Description
A warming and comforting Butternut Squash and Pumpkin Soup featuring a blend of roasted butternut squash, creamy pumpkin purée, and fragrant spices, finished with coconut milk for a smooth, vegan, and gluten-free autumn-inspired dish.
Ingredients
Scale
Main Ingredients
- 1 tablespoon olive oil
- 1 medium onion, chopped
- 2 garlic cloves, minced
- 3 cups peeled and cubed butternut squash
- 2 cups canned pumpkin purée
- 4 cups vegetable broth
- 1 teaspoon ground cinnamon
- ½ teaspoon ground nutmeg
- ¼ teaspoon ground ginger
- ½ cup coconut milk, plus more for garnish
- Salt and pepper to taste
Optional Garnishes
- Roasted pumpkin seeds
- Fresh thyme or parsley
Instructions
- Heat the olive oil: In a large pot over medium heat, warm the olive oil until shimmering.

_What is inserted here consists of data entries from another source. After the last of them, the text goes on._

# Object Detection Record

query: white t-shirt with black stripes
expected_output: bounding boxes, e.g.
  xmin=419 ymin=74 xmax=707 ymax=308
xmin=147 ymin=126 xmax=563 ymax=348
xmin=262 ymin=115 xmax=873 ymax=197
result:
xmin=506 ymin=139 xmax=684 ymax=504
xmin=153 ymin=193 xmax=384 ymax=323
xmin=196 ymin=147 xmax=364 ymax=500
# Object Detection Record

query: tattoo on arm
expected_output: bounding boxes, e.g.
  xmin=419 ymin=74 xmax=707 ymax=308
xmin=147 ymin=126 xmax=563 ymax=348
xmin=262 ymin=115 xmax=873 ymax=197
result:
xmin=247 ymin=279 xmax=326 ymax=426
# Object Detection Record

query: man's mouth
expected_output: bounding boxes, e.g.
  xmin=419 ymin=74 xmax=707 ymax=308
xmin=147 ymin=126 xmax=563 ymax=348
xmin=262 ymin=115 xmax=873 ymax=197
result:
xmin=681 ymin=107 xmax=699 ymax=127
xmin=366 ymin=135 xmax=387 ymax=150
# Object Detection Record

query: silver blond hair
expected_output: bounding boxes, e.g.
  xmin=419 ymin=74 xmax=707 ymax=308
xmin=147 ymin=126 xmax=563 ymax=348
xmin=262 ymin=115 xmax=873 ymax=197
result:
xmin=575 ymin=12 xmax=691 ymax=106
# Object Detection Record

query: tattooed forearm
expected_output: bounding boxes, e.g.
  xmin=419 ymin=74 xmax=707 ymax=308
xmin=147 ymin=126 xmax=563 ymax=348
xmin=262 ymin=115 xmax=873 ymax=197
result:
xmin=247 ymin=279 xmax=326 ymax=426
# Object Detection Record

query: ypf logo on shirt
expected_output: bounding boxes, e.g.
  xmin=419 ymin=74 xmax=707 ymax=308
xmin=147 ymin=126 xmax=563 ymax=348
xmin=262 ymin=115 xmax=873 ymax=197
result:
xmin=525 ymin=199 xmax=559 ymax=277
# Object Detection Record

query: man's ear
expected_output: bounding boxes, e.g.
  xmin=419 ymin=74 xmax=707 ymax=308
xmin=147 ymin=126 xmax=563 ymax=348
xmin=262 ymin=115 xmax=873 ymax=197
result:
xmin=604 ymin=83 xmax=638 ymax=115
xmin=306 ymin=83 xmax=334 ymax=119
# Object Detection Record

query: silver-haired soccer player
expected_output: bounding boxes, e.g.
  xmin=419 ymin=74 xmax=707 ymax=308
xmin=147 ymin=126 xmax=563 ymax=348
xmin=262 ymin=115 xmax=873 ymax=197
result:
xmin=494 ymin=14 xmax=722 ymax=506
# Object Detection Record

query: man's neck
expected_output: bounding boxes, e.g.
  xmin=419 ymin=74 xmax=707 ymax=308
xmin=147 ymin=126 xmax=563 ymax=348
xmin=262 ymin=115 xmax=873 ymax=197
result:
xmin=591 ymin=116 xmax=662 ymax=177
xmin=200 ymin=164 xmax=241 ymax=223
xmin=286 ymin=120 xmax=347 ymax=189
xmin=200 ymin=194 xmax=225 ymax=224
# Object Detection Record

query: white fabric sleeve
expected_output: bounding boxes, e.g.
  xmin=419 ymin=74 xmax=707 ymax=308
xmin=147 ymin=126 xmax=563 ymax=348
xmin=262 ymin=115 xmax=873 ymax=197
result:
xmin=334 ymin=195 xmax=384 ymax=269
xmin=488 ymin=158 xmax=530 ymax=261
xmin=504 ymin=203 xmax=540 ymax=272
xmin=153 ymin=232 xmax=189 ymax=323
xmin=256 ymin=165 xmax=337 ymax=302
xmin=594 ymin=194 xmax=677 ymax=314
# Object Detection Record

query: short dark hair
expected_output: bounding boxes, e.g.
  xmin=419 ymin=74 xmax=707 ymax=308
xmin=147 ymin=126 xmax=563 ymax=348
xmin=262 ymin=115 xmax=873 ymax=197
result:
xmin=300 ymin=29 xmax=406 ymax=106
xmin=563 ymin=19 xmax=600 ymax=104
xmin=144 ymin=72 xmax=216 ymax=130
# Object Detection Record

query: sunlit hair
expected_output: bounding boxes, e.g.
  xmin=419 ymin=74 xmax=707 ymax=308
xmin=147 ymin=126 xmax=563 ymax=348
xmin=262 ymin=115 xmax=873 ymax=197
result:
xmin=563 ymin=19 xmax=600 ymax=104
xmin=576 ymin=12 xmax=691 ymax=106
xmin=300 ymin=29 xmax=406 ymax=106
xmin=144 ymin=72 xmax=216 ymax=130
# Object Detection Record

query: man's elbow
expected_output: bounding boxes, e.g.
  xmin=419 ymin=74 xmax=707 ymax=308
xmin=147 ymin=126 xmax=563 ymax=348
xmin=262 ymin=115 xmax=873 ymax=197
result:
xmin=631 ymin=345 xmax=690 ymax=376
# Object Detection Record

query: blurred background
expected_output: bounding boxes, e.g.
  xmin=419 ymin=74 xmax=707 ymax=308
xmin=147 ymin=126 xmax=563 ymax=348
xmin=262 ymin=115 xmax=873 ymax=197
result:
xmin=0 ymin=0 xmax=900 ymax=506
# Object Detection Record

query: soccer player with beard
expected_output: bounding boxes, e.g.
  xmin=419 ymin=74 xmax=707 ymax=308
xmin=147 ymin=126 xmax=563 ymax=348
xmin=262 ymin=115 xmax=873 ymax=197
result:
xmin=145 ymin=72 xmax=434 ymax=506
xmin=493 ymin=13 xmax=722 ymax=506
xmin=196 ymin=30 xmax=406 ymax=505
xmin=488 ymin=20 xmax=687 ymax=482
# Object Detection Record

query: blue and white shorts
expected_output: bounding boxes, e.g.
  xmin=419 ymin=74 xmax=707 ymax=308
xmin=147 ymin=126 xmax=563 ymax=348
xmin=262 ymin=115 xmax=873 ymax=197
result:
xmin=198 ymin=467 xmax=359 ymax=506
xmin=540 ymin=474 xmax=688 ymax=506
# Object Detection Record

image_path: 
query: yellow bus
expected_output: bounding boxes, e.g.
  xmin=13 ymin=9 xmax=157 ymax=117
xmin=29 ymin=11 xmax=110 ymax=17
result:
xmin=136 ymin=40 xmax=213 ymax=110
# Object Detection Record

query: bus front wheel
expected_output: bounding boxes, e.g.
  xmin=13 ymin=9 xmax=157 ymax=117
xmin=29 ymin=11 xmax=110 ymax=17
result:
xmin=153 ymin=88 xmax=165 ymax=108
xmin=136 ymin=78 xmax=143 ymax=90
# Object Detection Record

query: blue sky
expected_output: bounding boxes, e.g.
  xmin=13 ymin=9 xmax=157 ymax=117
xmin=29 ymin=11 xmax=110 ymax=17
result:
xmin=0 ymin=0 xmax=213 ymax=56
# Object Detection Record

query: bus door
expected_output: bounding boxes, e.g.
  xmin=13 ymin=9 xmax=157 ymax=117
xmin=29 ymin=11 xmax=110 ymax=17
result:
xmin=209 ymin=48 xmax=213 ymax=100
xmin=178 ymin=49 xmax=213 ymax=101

- Sauté onions: Add the chopped onion and cook until translucent and softened, about 5 minutes.
- Add garlic: Stir in minced garlic and cook for an additional 1 minute until fragrant.
- Cook butternut squash: Add the cubed butternut squash and sauté for 5 minutes, stirring occasionally to prevent sticking.
- Add pumpkin and spices: Stir in the pumpkin purée, vegetable broth, ground cinnamon, nutmeg, and ginger, mixing well.
- Simmer the soup: Bring the mixture to a boil, then reduce heat to low and simmer for 20–25 minutes until the squash is tender.
- Blend the soup: Remove from heat and puree the soup until smooth using an immersion blender or transfer in batches to a blender, then return to the pot.
- Finish with coconut milk and seasoning: Stir in coconut milk and season with salt and pepper to taste; warm through gently for a few minutes.
- Garnish and serve: Ladle soup into bowls and garnish with a swirl of coconut milk, roasted pumpkin seeds, and fresh herbs if desired.
Notes
- For a creamier texture, substitute coconut milk with heavy cream or half-and-half.
- Add a pinch of cayenne pepper for a subtle spicy kick.
- Serve with crusty bread or a fresh side salad to make it a complete meal.